Burning tractors and balers

Randy-IA

Member
On Saturday a distant neighbor was moving his new last year New Holland telefork (? Not sure what it was called) from one farm to another when it caught fire and burned to the ground. The owner is in his seventies I believe and got out unharmed. Then on another farm field access a few miles from here there was what appeared to be a New Holland round baler that had been burned up. There was some yellow paint still visible. I guess the moral is mount a fire extinguisher on the tractor or on each implement. A guy at Saturdays plow day had one on his plow. Something to think about. ...Randy
 
Not gonna stop much on a combine once they start to go. Maybe if you catch it early, but otherwise just get to a safe spot and let 'er go.

Donovan from Wisconsin
 
We always have both water and chemical extinguishers on the combines. When chaff and straw burns, the chemical extinguisher knocks down the flame but blows the embers all over the place but water drowns it on the spot. Of course water isn't good on an oil fire so the dry one comes into play for this scene. I've been told not to use a chemical extinguisher on a circuit board.(we had that happen last fall) A carbon dioxide one should be used instead because the chemical one will be hard on connectors.

Now, let's see---the combine is burning and we stand there scratching our chin trying to figure out which extinguisher to use. Yeah!

A couple of years ago we had an oil fire in a combine that the extinguisher couldn't handle, and a couple of guys came with shovels and put it out with dirt before much damage was done.
 
Four of the wrong and too small extinguishers are more dangerous than no extinguisher.
We see $300,000 machines with a $19.99 5lb dry chem extinguisher. There would be more fire fighting power in giving the driver $19.99 worth of beer.
DRY CHEM class ABC extinguishers are about useless on a class A fire.
Every baler and combine needs at least two 5 gallon class extinguishers treated with AFFF. And drivers who know enough to park with the burning portions down wind.
 
I was at a New Holland hay clinic today.
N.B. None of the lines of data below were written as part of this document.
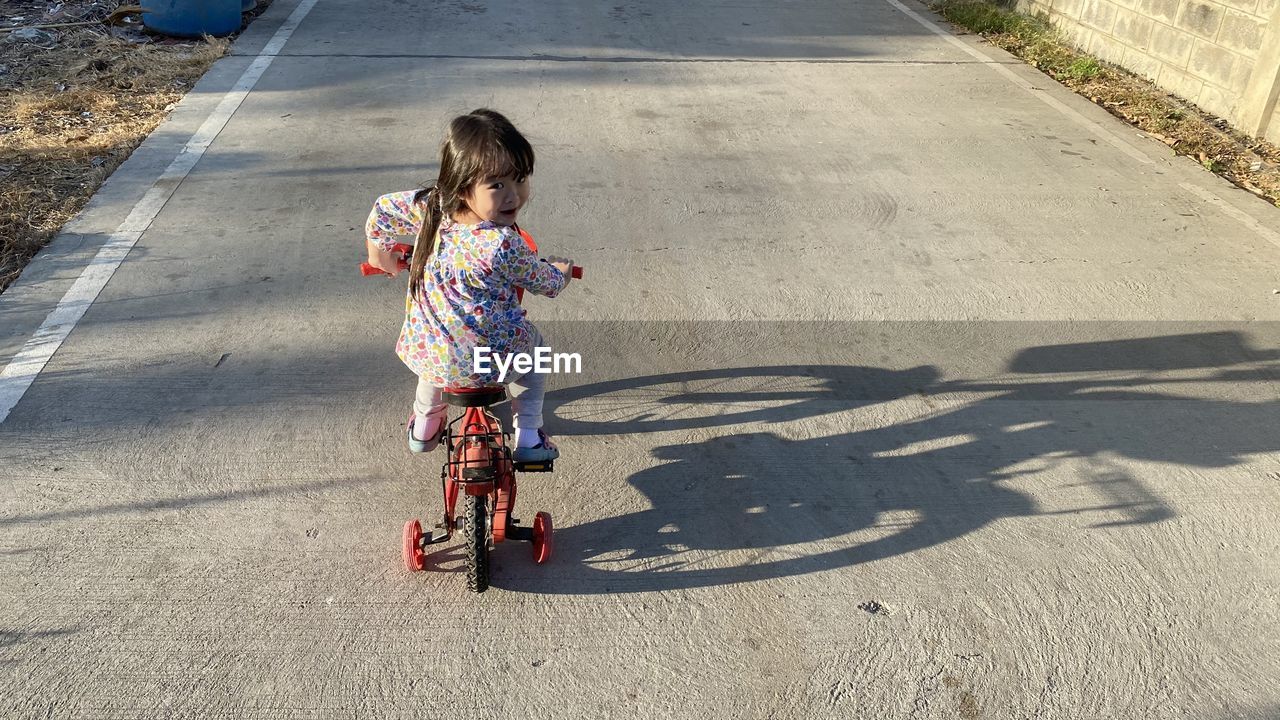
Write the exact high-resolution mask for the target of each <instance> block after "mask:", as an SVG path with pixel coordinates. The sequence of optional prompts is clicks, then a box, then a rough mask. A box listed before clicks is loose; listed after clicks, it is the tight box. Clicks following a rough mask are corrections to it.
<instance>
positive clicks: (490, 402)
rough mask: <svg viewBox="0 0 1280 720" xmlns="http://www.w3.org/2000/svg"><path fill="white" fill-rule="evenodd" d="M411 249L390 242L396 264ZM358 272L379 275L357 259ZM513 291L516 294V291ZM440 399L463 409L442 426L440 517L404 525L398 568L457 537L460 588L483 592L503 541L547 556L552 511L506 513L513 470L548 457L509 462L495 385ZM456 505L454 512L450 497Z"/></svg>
mask: <svg viewBox="0 0 1280 720" xmlns="http://www.w3.org/2000/svg"><path fill="white" fill-rule="evenodd" d="M520 234H521V237H524V238H525V242H526V243H529V246H530V247H531V249H532V250H534V252H536V251H538V246H536V245H535V243H534V238H531V237H530V236H529V234H527V233H526V232H525V231H520ZM412 251H413V246H411V245H397V246H396V249H394V252H397V254H398V255H401V261H399V263H401V269H407V268H408V259H410V256H411V254H412ZM361 272H362V273H364V274H365V275H375V274H383V272H381V270H379V269H378V268H375V266H372V265H370V264H369V263H365V264H362V265H361ZM572 277H573V278H581V277H582V269H581V268H579V266H576V265H575V266H573V269H572ZM517 295H521V296H522V292H518V293H517ZM443 395H444V401H445V404H448V405H451V406H454V407H461V409H463V413H462V415H461V416H460V418H456V419H453V420H452V421H449V423H447V425H445V430H444V437H443V441H442V445H443V446H444V448H445V454H447V455H445V461H444V466H443V468H442V470H440V483H442V487H443V492H444V519H443V521H442V523H438V524H436V525H435V528H434V529H433V530H431V534H426V533H425V532H424V530H422V524H421V523H420V521H419V520H417V519H416V518H415V519H411V520H408V521H407V523H404V530H403V533H402V548H403V556H404V568H407V569H408V570H410V571H411V573H416V571H420V570H425V569H426V547H428V546H431V544H436V543H443V542H448V541H451V539H453V536H454V533H461V534H462V542H463V546H465V552H466V559H467V588H470V589H471V591H472V592H484V591H485V589H488V588H489V552H492V551H493V548H494V547H495V546H497V544H498V543H500V542H504V541H508V539H516V541H525V542H530V543H532V548H534V562H536V564H539V565H540V564H543V562H547V560H549V559H550V556H552V533H553V530H552V516H550V514H548V512H538V514H536V515H534V524H532V527H522V525H521V524H520V520H518V519H517V518H516V516H515V515H513V511H515V507H516V473H517V471H521V473H550V471H552V470H553V469H554V461H545V462H516V461H513V460H512V457H511V448H509V437H508V433H507V432H506V430H504V429H503V427H502V421H500V420H499V419H498V418H497V416H495V415H494V414H493V413H490V411H489V407H492V406H493V405H495V404H498V402H502V401H503V400H506V397H507V392H506V389H504V388H503V387H502V386H490V387H481V388H444V393H443ZM460 498H461V500H462V509H461V511H460V509H458V500H460Z"/></svg>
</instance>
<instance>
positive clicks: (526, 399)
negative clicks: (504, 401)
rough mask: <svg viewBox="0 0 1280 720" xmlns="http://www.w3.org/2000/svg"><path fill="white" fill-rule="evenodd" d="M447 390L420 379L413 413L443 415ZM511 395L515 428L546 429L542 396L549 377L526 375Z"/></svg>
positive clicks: (424, 415)
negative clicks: (544, 426) (445, 396)
mask: <svg viewBox="0 0 1280 720" xmlns="http://www.w3.org/2000/svg"><path fill="white" fill-rule="evenodd" d="M443 393H444V388H442V387H439V386H433V384H431V383H429V382H426V379H425V378H419V379H417V393H416V395H415V397H413V413H417V414H419V415H424V416H428V418H433V416H435V415H438V414H439V415H442V416H443V415H444V411H445V409H447V405H445V404H444V396H443ZM507 393H508V395H511V415H512V419H513V420H515V425H516V429H517V430H518V429H526V430H536V429H538V428H540V427H543V396H544V395H545V393H547V375H544V374H541V373H532V372H530V373H525V374H524V375H521V377H520V378H516V379H515V380H512V382H511V383H509V386H508V387H507Z"/></svg>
We talked about the 3 most important things this hay season.
1.Safety
2.Safety
3.Safety
Funny how some folks will spend thousands of dollars on a tractor and baler, but not spend the $250 on a water fire extinguisher for the baler and lose it all.
 
I do beleived you could get some measure of a man's wisdom by makeing a list of the things he doesn't have simply because he won't need them until "later-on".
extingusher/parachute/will/spare tire/emergency kit in truck/savings/swmbo calander/insurance/oil huricane lamp/storm-root cellar/
Yall scuez me I need to go borrow some things from my neighbor.
 
Looks like the gov-mint will have to step in, fire the machine builder CEO's , force the machine companies to add fire extinguishing equipment, safety seats, sound deadening, movement beepers, flashing warning lights, emission controls, reflective safety tape, fire rated safety glass, and non combustible hay.
 
Should take a good infrared thermometer on anything with bearings, like big round balers, and check bearing temps somewhat often.

If you find one starting to get warmer than normal, it's time to shut down and figure out why.